The murder of seven infants by the neonatal nurse Lucy Letby, and the reports of how the Countess of Chester Hospital she worked in responded to suspicions against her, has left managers across the NHS feeling like they have ash in their mouths. As you would hope, it has also triggered widespread reflection as managers ask themselves: what would I do in the same situation?
These events require an urgent, comprehensive and thoughtful response. The work of the independent inquiry into how Letby was able to commit her crimes will be vital to this, but several themes already seem clear – with the ability for clinicians and managers to raise concerns being the most important. We won’t need the outcome of an inquiry to know more needs to be done in this regard. Relationships between managers and clinicians, between doctors and nurses, and between individual colleagues are also relevant because, when they are poor, patients suffer. There are also major questions to ask about the actions and capacity of senior management and the system designed to hold managers to account.
It is on this last theme that many policymakers and commentators are focusing. NHS England is urgently reviewing the regulatory framework for NHS managers and, following the Letby case, the Labour Party announced that it would introduce statutory regulation if elected.
Many managers, including – when we last asked them – at least half of Managers in Partnership members, support the principle of professional regulation. But it is highly doubtful that professional regulation alone would prevent another Letby.
First, take the existing thicket of regulation, including of the type proposed by the Labour Party and others, around senior managers. Nurse directors and medical directors, key players in the events at the Countess of Chester, are covered by statutory regulation (by the Nursing and Midwifery Council and General Medical Council, or GMC, respectively) for their management as well as their clinical roles. Every NHS board member has to meet a statutory fit-and-proper-person test, on appointment and every year after that. This test was recently beefed up following the independent Kark Review.
Also, the Care Quality Commission inspects hospital leadership and management, and damning reports normally dislodge senior managers. This is not to say that regulation has no value, but it is limited and remote from day-to-day activity in the NHS, where quality and safety depend far more on clinical professionalism, skilled management and an open culture, particularly with regard to raising concerns.
Second, there is a simple belief that everyone knows who the bad managers are, why they are bad and what must be done to disbar them. Think again. Professional regulation, GMC-style, would require a statutory framework that covers setting standards, registration and accreditation, revalidation and an independent body (emphatically not NHS England) to investigate and sanction professional managers who fall short. Those sanctions might include warnings and retraining as well as employment bars.
Who will decide what management standards to use? The GMC’s good medical practice 2024 offers an idea of the range and depth of professional regulation. What management activity will be regulated? Will all managers be regulated or – as now – just some? What happens when an individual manager is covered by more than one regulator? None of these questions are unanswerable, but they would need far more attention and resources than politicians and system leaders have so far been ready to give.

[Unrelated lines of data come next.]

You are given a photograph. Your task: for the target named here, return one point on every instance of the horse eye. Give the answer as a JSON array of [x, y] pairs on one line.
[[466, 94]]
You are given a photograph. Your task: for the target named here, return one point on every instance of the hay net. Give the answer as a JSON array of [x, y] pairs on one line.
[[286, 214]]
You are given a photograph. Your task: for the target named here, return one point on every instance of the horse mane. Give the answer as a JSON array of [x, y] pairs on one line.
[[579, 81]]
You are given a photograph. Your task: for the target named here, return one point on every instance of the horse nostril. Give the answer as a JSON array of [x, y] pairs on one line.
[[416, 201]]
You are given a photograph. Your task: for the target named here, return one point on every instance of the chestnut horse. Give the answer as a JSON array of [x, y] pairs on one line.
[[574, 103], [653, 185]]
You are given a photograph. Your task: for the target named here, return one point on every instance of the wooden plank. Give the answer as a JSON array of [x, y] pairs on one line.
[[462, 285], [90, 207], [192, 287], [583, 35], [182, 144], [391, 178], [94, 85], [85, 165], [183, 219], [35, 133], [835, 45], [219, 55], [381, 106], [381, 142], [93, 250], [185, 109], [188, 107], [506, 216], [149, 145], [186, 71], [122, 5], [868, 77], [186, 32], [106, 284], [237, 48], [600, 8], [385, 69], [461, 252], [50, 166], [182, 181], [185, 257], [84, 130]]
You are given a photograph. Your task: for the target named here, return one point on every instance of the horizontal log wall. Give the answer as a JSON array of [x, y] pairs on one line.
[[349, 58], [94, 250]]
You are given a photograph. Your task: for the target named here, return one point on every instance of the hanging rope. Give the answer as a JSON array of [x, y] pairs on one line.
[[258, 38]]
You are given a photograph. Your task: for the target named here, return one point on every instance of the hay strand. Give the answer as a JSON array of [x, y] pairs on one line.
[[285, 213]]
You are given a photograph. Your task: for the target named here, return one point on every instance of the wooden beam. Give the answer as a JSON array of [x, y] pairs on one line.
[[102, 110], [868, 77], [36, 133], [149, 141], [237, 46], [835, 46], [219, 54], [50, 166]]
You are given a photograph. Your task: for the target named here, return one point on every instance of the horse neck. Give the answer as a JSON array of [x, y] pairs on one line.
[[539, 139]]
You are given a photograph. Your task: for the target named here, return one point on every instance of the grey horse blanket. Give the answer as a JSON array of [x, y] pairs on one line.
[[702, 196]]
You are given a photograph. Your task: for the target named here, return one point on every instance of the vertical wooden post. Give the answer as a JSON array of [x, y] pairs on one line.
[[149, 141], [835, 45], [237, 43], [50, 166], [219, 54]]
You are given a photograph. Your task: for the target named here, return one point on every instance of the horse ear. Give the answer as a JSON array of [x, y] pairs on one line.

Third, professional regulation would expose under-powered managers in many contexts and chronic underinvestment in NHS management, now being identified in a slew of persuasive studies. Professional regulation might then lead to the change that the NHS needs. But don’t count on it being easy. Other NHS professionals, politicians and the system itself would need to adjust to a newly assertive group of managers discharging their regulated duties around safe and effective service provision. Are other wielders of power in the NHS ready for that? I would say not. Alongside a shift in the distribution of power and autonomy, managers will also need the capacity and resources to do a better job. Are politicians ready to find the missing 10,000 managers identified by the Institute for Public Policy Research’s health and care workforce assembly report? I suspect not.
Professional regulation is no silver bullet to solving problems of accountability around NHS managers. It would require far more change, in both the regulatory framework and the resources and power of managers, than policymakers are likely to want to make. Regulation must not be used to falsely assure an outraged public and grieving families. But if done properly and taken seriously, there is a major opportunity to improve the NHS by valuing its managers, recognising the importance of their role, and truly holding them to account.